What's Love Got to Do with It?

With no business plan and little money a young publisher launched a music magazine.

 

No business plan, little money, zero experience -- is Shirley Halperin's passion enough?

"Does phish stink?"

Sixty-thousand readers in New York City's tristate area got the answer ("No!") to that cover-line question last August in the pages of Smug, Shirley Halperin's new alternative-music magazine. Since Halperin launched Smug, in February 1995, its circulation has grown from 5,000 to 20,000, its readership has expanded to 60,000, and monthly ad revenues have climbed from zero to $15,000. Four-color, full-page ads are increasingly supplanting quarter-page, black-and-white ones, in issues that have swelled from a dozen pages to 50. After just four issues, Smug beat out larger and long-established dailies and weeklies to win a prestigious local music award.

All this from a 23-year-old college dropout who hits the club scene at night and is building a magazine on a couple of networked computers in her bedroom by day.

Halperin's foray into self-employment wasn't planned. Three credits shy of graduation with a double major at Rutgers University, the Israeli-born Halperin had, as she says, "temporarily suspended my enrollment" to devote time to her nonacademic priorities: her jobs at a small record label in Manhattan and as arts editor of the Rutgers Review. But Halperin was fired from the paper in the fall of 1994 because she was no longer an enrolled student. She quickly decided the time was ripe to launch her own magazine, and a quarter of the Review arts staff, which she had grown from one person to 40, elected to join her.

In making the leap, Halperin overlooked the obstacles -- she had no business plan, little money, and zero experience running a company -- to focus on the opportunity: publications covering the music scene between Philadelphia and New York City, in her words, "sucked." The Village Voice carried club schedules, but its music coverage, she says, was overshadowed "by all that political stuff"; the Aquarian Weekly, in New Jersey, covered musical events, but Halperin saw it as targeted more toward "aging hippies and wanna-be musicians" than to young fans -- like herself. Those publications also cost money, something Halperin knew young people never have enough of. She reckoned that her magazine should be free. It wasn't a business decision. At that point, Halperin didn't know from business. Now that Smug threatens to become a business, Halperin vows she'll keep it free, "covering music that people like me care about, or should care about."

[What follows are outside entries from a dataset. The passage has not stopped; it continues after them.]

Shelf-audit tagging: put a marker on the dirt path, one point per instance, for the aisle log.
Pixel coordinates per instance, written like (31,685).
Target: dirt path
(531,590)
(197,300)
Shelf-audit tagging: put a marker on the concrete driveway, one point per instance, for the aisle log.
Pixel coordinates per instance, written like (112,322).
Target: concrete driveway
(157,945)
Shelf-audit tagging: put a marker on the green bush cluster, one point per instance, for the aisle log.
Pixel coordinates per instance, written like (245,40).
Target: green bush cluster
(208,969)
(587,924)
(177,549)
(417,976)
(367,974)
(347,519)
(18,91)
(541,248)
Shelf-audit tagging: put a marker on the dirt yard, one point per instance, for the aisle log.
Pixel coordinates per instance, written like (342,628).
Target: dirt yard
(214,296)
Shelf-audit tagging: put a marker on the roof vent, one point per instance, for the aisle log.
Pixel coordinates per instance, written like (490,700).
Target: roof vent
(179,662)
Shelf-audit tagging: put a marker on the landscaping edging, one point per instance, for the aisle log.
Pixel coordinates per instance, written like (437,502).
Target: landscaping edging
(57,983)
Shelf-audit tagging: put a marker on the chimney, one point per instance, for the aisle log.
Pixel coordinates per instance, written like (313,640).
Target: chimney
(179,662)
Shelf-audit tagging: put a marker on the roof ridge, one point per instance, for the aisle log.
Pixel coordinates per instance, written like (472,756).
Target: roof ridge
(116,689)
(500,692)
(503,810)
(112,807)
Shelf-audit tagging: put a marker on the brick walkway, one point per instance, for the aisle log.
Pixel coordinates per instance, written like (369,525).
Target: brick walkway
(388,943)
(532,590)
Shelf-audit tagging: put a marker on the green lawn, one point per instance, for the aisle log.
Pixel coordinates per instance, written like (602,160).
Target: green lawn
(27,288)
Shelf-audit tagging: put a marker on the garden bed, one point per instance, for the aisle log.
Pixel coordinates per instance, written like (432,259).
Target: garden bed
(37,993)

Smug: the name comes from a record label Halperin thought about starting, which she wanted to call Smug & Indifferent. The 10-issues-a-year publication is intended to provide music fans aged 16 to 30 with well-written stories "about musicians that matter," explains Halperin. The fact that that qualifier includes bands with names like Swinging Udders, Bent Backed Tulips, and Super Chunky Monkey begs the question, music that matters to whom?

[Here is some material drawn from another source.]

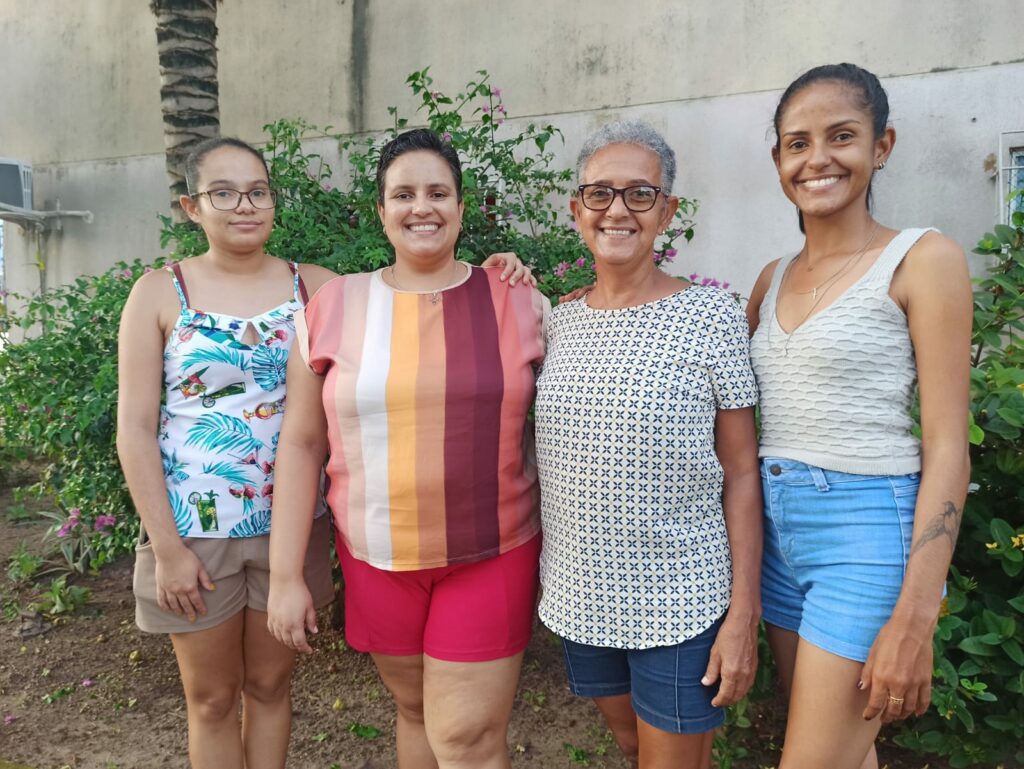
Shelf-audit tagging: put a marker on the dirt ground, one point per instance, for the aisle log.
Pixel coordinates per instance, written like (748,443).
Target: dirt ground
(93,692)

Halperin -- and by extension, Smug -- has a nose for new music. The cover of each issue always carries, in addition to the names of the notables covered inside, the phrase "plus bands you haven't even heard of yet . . . " It's a key element in the magazine's business model: bands people typically haven't heard of yet can't afford to advertise in Smug's established competitors. Spin charges $29,700 for a four-color full-page ad; the Village Voice, approximately $7,000; and Smug, just $1,000. "This business is built on developing artists," explains John Germinario of Polygram Group Distribution, in Queens, N.Y. "The way we break and build them is to use vehicles like Smug." Barb Dehgan, a publicist at Hollywood Records, based in Los Angeles, notes that "Rod Stewart doesn't need Smug. But if it's a regional band, our money will be allocated to a regional publication -- like Smug -- where the band may have a following already. It doesn't make sense for baby bands to advertise in the bigger publications until awareness of them rises." Halperin's point is that even small bands and record labels have to start somewhere. Smug's ad rates will gradually increase as its costs rise, but they will always be "a little bit cheaper" than everyone else's, Halperin says.

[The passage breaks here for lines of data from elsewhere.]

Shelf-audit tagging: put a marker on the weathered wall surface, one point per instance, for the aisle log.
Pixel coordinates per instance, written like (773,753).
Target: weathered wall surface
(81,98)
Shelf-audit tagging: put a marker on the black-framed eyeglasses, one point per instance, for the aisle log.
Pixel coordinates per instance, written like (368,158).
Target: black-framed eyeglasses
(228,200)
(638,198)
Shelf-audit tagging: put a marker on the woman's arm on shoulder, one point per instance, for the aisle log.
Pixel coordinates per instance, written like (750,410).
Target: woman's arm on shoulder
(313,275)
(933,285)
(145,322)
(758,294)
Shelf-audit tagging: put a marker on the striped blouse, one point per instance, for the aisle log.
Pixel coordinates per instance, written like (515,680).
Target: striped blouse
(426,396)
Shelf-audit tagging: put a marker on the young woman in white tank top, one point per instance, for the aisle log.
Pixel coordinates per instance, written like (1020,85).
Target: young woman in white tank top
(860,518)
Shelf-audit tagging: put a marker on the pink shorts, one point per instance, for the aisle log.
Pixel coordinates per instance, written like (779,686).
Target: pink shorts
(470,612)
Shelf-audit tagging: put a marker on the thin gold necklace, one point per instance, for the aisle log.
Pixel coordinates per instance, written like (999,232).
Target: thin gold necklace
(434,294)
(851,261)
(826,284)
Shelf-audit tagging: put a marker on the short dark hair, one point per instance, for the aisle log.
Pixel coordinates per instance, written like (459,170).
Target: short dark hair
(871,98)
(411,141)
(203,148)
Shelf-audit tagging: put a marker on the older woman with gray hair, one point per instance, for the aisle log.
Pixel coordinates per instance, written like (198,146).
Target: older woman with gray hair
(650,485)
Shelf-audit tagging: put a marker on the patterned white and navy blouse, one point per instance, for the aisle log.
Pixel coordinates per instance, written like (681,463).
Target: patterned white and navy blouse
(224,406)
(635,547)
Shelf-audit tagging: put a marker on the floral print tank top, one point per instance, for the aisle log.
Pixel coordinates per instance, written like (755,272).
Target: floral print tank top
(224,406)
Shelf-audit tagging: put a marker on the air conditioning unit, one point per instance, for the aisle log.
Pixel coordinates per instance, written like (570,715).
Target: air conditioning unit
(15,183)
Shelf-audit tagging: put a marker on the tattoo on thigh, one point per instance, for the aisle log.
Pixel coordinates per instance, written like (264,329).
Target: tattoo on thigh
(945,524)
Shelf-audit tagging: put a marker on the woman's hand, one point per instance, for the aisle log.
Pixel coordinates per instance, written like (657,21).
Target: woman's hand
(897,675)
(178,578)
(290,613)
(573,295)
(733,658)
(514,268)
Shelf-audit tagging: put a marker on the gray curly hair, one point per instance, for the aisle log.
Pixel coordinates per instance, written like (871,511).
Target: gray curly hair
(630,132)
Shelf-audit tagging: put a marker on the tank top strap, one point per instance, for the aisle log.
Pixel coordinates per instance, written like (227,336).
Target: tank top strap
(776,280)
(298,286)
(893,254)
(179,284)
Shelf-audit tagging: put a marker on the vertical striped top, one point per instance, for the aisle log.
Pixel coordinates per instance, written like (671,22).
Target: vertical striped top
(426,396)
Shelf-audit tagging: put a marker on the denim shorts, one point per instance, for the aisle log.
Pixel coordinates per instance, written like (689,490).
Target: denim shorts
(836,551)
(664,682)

Targeted advertisers -- recording labels, clubs, music retailers, and alternative clothing boutiques -- base some of their buying decisions on a magazine's look: its graphics, typefaces, photos, and design. They ask themselves, as Dehgan puts it, "Is this a publication you should be seen in?" Jason Colton, assistant manager for Phish, says he knew Smug was "respectable" when it asked to conduct a photo shoot with the band instead of running the standard handout shots.